Technology and Human Isolation
As I pen down my thoughts, I do not know what my friends next to me are up to for I have social networks to hangout if I am stuck with some ideas. Nor do they know what I am up to for they seem busy with their Computers (laptops) on their respective laps. Only common thing we know is, all of us are holding a Computer each…
World, enabled by inventions and discoveries has become sophisticated over time. Short conversation to high level diplomatic talks are all channeled through technology. The commonly used cliché, ‘world is at your fingertips’ bears the testimony of how far we have travelled along with the technology. Knowledge and information starting from one’s diet to statuses of the fellow beings across the globe is right in front for us to get hold of. Days of walk to deliver the official correspondences and private mails can be now done in a minute through internet. Television sets present us the alternatives to engage with – watching news or some entertainment programmes. Computer applications have provided space to store huge data bases saving chunk of paper, time and potentially eliminating risks. World is really at your fingertips, is not it?
Beside these, technology has reduced the burden of mankind. By employing ‘Hawk Eye’ (a technology designed to visually track the trajectory of the ball) in sports help match officials to make right decision through instant review, even if he or she is not sure of what he or she really saw.

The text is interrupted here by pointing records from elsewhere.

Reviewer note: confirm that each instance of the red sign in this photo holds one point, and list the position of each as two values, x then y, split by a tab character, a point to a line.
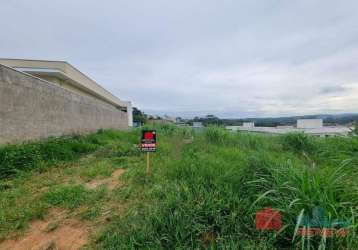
267	219
148	141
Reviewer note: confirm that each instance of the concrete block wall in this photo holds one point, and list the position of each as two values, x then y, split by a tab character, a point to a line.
31	108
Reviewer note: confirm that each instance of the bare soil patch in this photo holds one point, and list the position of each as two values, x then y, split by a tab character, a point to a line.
56	233
110	182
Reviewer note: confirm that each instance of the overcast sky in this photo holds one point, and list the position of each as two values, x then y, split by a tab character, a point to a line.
188	57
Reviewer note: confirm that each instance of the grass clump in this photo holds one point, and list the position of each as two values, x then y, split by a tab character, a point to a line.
207	195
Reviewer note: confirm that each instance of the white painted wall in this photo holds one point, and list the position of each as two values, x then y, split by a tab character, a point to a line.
309	123
248	124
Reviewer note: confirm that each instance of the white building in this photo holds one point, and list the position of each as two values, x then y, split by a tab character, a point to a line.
309	123
248	124
307	126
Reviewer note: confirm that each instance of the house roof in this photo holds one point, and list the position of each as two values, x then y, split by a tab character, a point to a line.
65	71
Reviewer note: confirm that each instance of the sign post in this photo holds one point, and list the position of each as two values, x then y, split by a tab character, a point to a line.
148	144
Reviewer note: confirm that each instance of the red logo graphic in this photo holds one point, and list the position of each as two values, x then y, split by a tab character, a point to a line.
267	219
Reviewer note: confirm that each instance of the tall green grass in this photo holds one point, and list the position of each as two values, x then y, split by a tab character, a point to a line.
207	197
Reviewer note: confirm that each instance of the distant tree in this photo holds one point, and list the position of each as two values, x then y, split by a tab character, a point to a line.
139	116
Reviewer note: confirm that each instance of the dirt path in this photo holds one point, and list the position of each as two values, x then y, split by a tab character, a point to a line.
110	182
54	233
57	232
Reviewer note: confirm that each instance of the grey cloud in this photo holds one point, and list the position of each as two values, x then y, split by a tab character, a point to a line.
333	89
230	58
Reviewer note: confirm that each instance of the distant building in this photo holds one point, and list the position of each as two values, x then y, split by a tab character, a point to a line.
309	123
307	126
169	118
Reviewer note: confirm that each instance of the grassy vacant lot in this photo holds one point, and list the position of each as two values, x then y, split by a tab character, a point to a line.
202	193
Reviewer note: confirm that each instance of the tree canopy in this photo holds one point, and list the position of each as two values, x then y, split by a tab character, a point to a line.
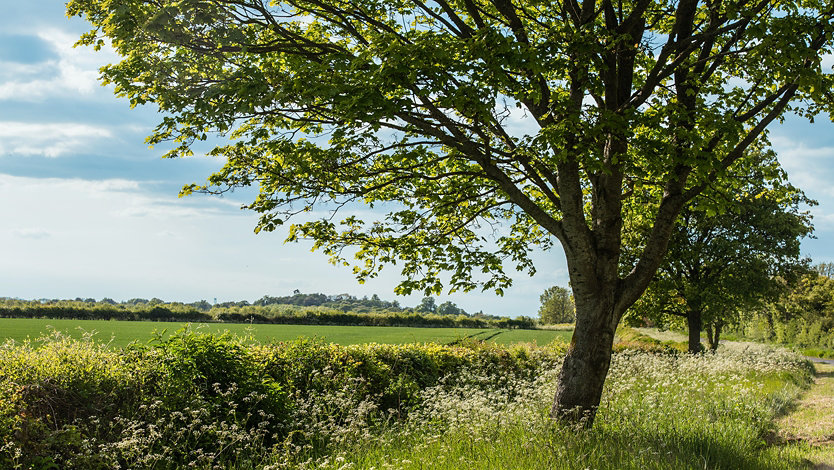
720	266
415	108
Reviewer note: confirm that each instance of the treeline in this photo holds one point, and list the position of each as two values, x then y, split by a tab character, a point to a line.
802	316
300	309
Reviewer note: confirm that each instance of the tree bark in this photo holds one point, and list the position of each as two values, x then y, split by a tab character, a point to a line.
713	335
586	365
694	322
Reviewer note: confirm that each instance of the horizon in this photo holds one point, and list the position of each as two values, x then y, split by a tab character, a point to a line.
91	212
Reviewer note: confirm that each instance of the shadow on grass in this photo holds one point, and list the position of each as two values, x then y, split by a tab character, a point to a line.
673	450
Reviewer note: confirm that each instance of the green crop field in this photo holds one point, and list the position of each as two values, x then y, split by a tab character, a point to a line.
122	333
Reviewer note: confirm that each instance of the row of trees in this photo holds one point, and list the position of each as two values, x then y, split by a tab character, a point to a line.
85	309
730	254
634	109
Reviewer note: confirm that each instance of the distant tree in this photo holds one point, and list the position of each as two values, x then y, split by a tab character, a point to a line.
413	106
722	265
825	269
557	306
449	308
202	305
427	305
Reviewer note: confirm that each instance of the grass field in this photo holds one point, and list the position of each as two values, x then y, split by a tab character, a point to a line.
122	333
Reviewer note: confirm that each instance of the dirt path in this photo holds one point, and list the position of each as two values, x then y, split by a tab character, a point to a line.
812	421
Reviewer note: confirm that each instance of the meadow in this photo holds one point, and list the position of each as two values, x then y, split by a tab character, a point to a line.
201	400
122	333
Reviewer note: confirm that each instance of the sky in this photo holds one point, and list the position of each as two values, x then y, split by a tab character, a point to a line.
88	210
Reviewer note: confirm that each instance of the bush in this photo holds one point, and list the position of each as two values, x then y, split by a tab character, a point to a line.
212	400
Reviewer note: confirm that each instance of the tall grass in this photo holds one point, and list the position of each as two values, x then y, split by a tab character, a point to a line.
658	412
196	400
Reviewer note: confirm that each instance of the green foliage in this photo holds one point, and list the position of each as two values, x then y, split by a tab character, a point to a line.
721	264
331	104
412	109
264	311
206	400
557	306
660	411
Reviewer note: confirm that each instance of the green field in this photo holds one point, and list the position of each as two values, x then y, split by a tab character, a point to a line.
122	333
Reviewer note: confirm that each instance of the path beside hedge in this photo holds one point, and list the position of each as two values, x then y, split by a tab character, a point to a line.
812	421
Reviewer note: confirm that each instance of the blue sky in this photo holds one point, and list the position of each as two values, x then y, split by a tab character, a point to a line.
89	211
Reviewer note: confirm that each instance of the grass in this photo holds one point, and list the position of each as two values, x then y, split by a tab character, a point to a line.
122	333
658	412
813	419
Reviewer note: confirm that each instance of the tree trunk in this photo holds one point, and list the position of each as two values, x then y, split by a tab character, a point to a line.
693	320
586	365
713	335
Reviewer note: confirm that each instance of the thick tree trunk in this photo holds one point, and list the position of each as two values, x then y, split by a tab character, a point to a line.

Use of smartphones has furthered the understanding of individualism, at least for me, disappointingly in narrower sense. One touch, you have access to everything you need without any body’s help, but, the social support system and interpersonal communication are almost nonexistent. Did we reach a point where we need to redefine Isolation?
For a short conversation to your friend, residing next room, probably a distance of 10 to 15 steps away, you make a phone call. Obsessed to one’s favourite television channel, husband (father), wife (mother) and children resort to take meals at different times for they do not want to miss their most cherished television programmes. Western soft power – food habits, dress codes, languages and behaviours that we see in television programmes, news and social networks sites has its part in our changing life style. While technology has helped us keep informed; vilification, allegation and accusation have distanced us rather than bringing us closer in a fast globalising world. Do we really want to face these realities of life unfolding unto us?
With technology, parts of human faculties are less burdened to the extent that some tasks are done away with altogether. As we try to fit in technology driven human community, some original characters in us are losing their grounds, inadvertently though. If these trends continue, a time may come where human faculties will be incapacitated to perform some tasks otherwise its primary function. Therein, Lamarckian Theory of ‘Use and Disuse’ will come into play. Are we becoming robots acting in conformity with the commands of the Technology?